Em sua intervenção na audiência pública na Câmara, o professor Nelson Marconi ressaltou que “no geral costuma-se discutir só a despesa primária, a despesa com o custeio, com o investimento do governo, sem colocar dentro desse cálculo a despesa com juros. Quando a gente fala só da despesa primária, nós estamos excetuando a despesa com juros, e é essa que tem um impacto muito grande também sobre a dívida pública”, disse.

O economista demonstrou com cálculos baseados em dados do Tesouro Nacional que “praticamente 20% da despesa do governo corresponde a gasto com juros, e ela está limada do debate sobre o teto de gastos, sobre o arcabouço fiscal, sobre a nova regra de gastos, quando, na verdade, também teríamos que levar isso em consideração. E também, logicamente, sabendo quanto o governo gasta com isso, o que restringe os outros gastos que o governo quer fazer”. Marconi acrescentou que enquanto os gastos com os juros mantiveram-se próximos dos 20% do total da despesa do governo, outras despesas, como as com pessoal, despesas sociais e investimentos, caíram percentualmente, ao longo do tempo.

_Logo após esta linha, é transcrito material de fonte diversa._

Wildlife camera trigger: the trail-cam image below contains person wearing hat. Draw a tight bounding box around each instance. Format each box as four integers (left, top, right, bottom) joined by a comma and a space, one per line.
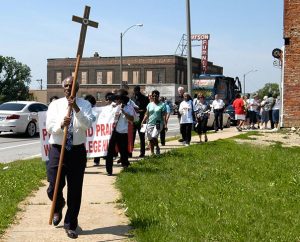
131, 86, 149, 157
260, 96, 270, 129
248, 94, 259, 129
46, 76, 94, 239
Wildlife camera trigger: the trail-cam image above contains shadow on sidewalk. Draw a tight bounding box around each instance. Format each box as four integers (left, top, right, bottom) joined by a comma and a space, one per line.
78, 225, 133, 238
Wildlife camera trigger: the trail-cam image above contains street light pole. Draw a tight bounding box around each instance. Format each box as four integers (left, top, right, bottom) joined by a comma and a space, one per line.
36, 79, 43, 90
120, 24, 144, 88
186, 0, 193, 95
243, 69, 258, 95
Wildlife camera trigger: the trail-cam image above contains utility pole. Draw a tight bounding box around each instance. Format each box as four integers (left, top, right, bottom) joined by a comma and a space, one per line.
186, 0, 193, 95
36, 79, 43, 90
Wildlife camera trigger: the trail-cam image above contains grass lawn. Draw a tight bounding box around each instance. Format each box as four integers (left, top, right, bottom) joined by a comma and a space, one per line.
117, 133, 300, 242
0, 159, 46, 236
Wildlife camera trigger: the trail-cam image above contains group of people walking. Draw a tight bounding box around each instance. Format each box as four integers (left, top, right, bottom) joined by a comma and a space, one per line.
46, 76, 175, 239
232, 93, 281, 131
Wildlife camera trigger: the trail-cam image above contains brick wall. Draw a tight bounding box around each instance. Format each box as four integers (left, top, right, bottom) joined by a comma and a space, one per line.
283, 0, 300, 127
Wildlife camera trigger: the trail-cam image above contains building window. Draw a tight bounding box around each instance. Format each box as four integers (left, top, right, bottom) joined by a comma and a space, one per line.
132, 71, 140, 84
107, 71, 112, 84
97, 71, 103, 84
180, 71, 184, 84
146, 71, 152, 84
81, 71, 87, 84
96, 92, 101, 101
176, 70, 180, 84
55, 71, 62, 84
122, 71, 128, 82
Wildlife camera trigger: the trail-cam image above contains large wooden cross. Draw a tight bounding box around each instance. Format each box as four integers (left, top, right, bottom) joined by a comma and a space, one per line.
72, 6, 98, 56
49, 6, 98, 225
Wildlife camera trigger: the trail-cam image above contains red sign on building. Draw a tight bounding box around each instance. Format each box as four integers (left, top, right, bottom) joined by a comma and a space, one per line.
191, 34, 210, 74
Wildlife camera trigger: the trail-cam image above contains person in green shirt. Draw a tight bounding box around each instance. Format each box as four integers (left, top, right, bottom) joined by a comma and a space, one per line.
142, 90, 168, 155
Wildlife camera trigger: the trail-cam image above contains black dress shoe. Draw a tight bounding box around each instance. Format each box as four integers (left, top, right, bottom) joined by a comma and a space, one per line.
52, 211, 62, 226
66, 229, 78, 239
52, 202, 66, 226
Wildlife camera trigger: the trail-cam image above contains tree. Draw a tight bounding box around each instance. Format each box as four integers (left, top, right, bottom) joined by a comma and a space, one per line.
256, 83, 280, 99
0, 55, 31, 102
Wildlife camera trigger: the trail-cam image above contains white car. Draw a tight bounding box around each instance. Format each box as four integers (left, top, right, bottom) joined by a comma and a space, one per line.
0, 101, 48, 137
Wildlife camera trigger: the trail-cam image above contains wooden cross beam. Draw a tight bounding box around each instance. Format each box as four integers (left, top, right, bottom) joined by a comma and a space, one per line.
72, 6, 98, 57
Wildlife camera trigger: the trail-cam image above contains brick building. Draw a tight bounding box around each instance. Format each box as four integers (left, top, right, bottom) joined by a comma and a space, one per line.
47, 54, 223, 102
282, 0, 300, 127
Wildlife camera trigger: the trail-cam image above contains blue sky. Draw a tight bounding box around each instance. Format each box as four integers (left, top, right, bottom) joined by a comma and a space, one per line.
0, 0, 283, 92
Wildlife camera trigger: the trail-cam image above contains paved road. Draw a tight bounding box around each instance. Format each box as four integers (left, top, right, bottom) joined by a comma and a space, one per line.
0, 115, 179, 163
0, 133, 41, 163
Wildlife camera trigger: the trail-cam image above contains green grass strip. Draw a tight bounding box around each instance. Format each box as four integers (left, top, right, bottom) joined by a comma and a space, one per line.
0, 159, 46, 235
117, 137, 300, 242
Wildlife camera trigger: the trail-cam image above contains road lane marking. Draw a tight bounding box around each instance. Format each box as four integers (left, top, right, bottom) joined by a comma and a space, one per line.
0, 141, 40, 150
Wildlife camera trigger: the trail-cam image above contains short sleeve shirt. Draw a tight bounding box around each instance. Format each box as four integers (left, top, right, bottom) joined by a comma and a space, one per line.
147, 102, 166, 125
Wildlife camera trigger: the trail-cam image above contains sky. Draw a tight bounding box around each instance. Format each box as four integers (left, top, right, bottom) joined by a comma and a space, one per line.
0, 0, 283, 92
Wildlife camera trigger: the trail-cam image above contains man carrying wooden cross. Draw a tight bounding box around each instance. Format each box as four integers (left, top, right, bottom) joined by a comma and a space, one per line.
46, 6, 98, 239
46, 77, 93, 238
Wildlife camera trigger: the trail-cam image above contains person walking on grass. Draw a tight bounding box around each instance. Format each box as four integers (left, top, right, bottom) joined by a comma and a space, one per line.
131, 86, 150, 157
46, 76, 93, 239
160, 97, 171, 146
194, 93, 210, 143
232, 93, 246, 131
211, 94, 225, 132
142, 90, 168, 155
106, 94, 134, 176
179, 92, 193, 146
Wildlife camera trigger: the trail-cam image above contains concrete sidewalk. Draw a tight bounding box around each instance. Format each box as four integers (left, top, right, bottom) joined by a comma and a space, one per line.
0, 127, 240, 242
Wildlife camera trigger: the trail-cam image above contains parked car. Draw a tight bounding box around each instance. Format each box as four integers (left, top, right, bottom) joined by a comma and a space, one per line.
0, 101, 48, 137
224, 105, 237, 125
207, 111, 231, 128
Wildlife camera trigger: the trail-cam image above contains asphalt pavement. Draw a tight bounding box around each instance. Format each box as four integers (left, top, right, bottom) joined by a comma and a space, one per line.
0, 127, 240, 242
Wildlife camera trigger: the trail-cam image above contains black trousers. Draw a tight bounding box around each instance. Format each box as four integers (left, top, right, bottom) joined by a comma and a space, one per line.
105, 131, 130, 174
132, 123, 146, 155
214, 109, 223, 131
196, 117, 208, 135
159, 127, 166, 145
47, 144, 87, 230
180, 123, 193, 144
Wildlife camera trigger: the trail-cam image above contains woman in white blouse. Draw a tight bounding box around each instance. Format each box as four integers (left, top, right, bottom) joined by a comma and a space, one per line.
179, 92, 193, 146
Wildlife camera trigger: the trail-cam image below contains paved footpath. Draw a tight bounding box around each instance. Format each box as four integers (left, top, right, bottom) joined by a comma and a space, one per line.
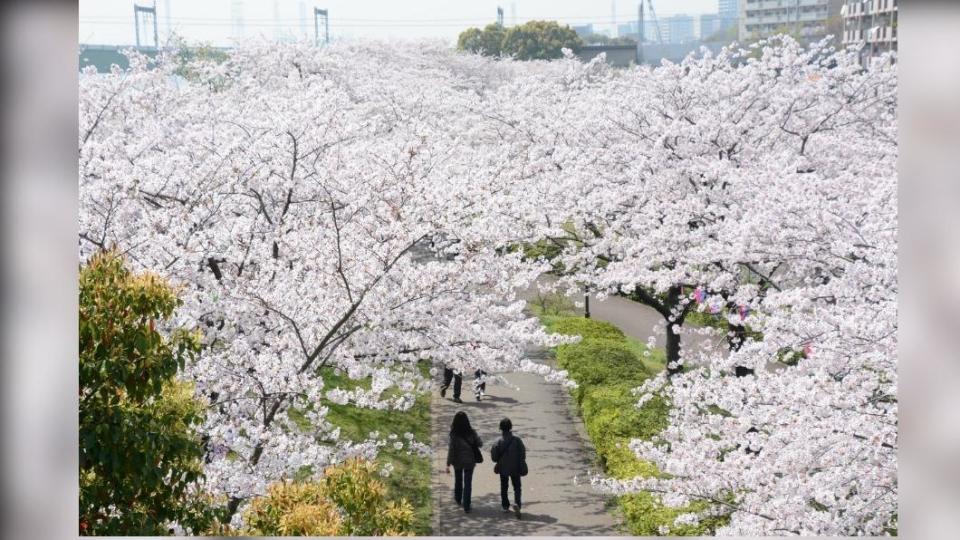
432, 354, 623, 536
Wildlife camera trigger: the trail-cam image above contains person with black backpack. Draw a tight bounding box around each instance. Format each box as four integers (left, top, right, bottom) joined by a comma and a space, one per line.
447, 411, 483, 514
490, 418, 527, 519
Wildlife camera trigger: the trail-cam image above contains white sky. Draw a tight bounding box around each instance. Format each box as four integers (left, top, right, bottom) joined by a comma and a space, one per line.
80, 0, 718, 45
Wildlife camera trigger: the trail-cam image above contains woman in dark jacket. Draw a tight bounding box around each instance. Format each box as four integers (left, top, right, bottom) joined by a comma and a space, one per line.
447, 411, 483, 513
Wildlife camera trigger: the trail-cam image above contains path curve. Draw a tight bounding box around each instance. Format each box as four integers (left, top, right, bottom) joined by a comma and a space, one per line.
431, 355, 622, 536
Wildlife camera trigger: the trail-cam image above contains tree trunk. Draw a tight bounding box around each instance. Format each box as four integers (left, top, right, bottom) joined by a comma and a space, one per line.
667, 320, 683, 376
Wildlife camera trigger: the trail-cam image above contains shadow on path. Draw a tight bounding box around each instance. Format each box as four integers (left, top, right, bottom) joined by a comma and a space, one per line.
432, 373, 622, 536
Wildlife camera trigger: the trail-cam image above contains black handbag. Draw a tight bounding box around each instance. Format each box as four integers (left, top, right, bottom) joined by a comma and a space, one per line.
493, 437, 510, 474
470, 438, 483, 463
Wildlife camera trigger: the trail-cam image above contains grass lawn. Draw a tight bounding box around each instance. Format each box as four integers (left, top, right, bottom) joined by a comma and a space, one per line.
290, 362, 433, 536
531, 306, 725, 536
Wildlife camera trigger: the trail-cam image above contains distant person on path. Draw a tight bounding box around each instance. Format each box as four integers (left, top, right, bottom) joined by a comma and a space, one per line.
490, 418, 527, 519
440, 366, 463, 403
473, 369, 487, 401
447, 411, 483, 514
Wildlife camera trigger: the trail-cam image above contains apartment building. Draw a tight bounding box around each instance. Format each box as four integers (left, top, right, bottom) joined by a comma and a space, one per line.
740, 0, 843, 41
840, 0, 899, 64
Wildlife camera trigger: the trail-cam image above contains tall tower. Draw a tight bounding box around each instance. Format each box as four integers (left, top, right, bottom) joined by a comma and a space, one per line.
230, 0, 243, 40
273, 0, 281, 41
163, 0, 173, 43
610, 0, 617, 34
297, 0, 307, 39
133, 2, 160, 49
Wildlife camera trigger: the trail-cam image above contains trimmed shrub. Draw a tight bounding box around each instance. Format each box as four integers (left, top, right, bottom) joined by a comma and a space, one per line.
322, 459, 413, 536
617, 492, 727, 536
244, 482, 343, 536
550, 317, 626, 341
557, 339, 649, 405
580, 383, 669, 441
244, 459, 413, 536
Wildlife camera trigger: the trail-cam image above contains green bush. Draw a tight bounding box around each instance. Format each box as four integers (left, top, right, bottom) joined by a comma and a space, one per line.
617, 492, 726, 536
549, 317, 626, 340
541, 315, 725, 536
580, 383, 668, 448
78, 251, 214, 536
244, 459, 414, 536
557, 339, 649, 405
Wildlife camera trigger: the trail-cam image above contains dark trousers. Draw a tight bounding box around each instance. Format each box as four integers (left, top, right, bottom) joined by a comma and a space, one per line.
473, 369, 487, 397
441, 368, 463, 398
500, 473, 520, 508
453, 467, 473, 510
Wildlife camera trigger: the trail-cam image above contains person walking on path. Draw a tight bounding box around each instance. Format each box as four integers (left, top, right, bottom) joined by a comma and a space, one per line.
447, 411, 483, 514
473, 369, 487, 401
490, 418, 527, 519
440, 366, 463, 403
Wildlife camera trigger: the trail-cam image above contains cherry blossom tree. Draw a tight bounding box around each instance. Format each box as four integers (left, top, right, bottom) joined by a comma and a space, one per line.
80, 44, 559, 515
556, 40, 897, 535
79, 34, 897, 534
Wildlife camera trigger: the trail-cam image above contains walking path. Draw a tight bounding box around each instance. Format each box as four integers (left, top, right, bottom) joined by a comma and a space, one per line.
431, 350, 622, 536
431, 276, 718, 536
523, 274, 726, 358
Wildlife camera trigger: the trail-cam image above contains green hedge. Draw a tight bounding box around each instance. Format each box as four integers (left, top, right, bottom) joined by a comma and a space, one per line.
542, 316, 723, 536
557, 339, 650, 405
548, 317, 626, 341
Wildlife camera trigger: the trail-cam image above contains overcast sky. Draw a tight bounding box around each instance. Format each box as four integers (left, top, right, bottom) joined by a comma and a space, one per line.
80, 0, 717, 45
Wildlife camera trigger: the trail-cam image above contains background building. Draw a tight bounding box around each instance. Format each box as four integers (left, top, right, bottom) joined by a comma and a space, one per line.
700, 13, 722, 39
617, 21, 638, 39
740, 0, 842, 41
717, 0, 743, 29
663, 15, 696, 43
840, 0, 899, 64
570, 24, 594, 37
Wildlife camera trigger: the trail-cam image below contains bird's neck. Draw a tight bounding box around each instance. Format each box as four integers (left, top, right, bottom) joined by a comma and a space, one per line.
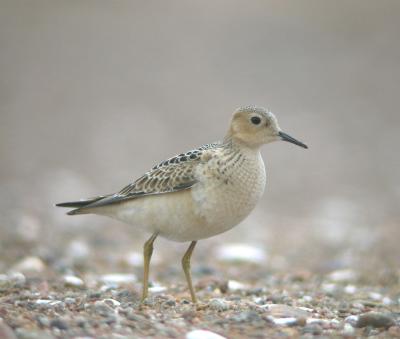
223, 134, 261, 155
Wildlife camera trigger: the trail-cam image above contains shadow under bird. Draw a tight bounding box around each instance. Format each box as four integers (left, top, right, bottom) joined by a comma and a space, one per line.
57, 106, 307, 303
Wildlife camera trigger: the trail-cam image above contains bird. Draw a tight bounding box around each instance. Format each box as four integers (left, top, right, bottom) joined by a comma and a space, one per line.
56, 106, 308, 303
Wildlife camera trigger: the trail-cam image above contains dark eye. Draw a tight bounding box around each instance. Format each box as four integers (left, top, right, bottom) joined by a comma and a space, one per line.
250, 117, 261, 125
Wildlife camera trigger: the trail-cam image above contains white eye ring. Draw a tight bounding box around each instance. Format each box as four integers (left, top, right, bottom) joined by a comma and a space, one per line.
250, 115, 261, 125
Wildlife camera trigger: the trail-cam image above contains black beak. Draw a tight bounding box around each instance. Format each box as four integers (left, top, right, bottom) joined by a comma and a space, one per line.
279, 132, 308, 148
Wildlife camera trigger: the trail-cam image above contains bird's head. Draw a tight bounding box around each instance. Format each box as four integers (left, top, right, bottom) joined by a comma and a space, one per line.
226, 106, 308, 148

Assista aqui a audiência com a participação de Nelson Marconi

“Quando olhamos para o período mais recente, continua sendo os juros. Despesas com pessoal, com Previdência, programas sociais do governo (como o Bolsa Família, abono, seguro-desemprego, BPC), despesas com educação – tirando o gasto com o pessoal – nós vemos que é baixo. Despesas com a saúde, mais ou menos constantes”, argumentou.

“Os juros estão sempre lá perto do patamar de 20%: um quinto da despesa do governo. Sem contar a rolagem da dívida, porque se eu colocar a rolagem da dívida dentro do orçamento, eu chego a 50%. Mas se eu falar só da despesa do dia a dia, para não entrar nesse detalhe, nessa discussão, 20% são juros. E é uma despesa que está excetuada do debate realmente de como deve ser a regra de gasto, etc. Esse já é um primeiro problema. E já mostra aqui como é uma despesa pesada dentro do governo”, sustentou.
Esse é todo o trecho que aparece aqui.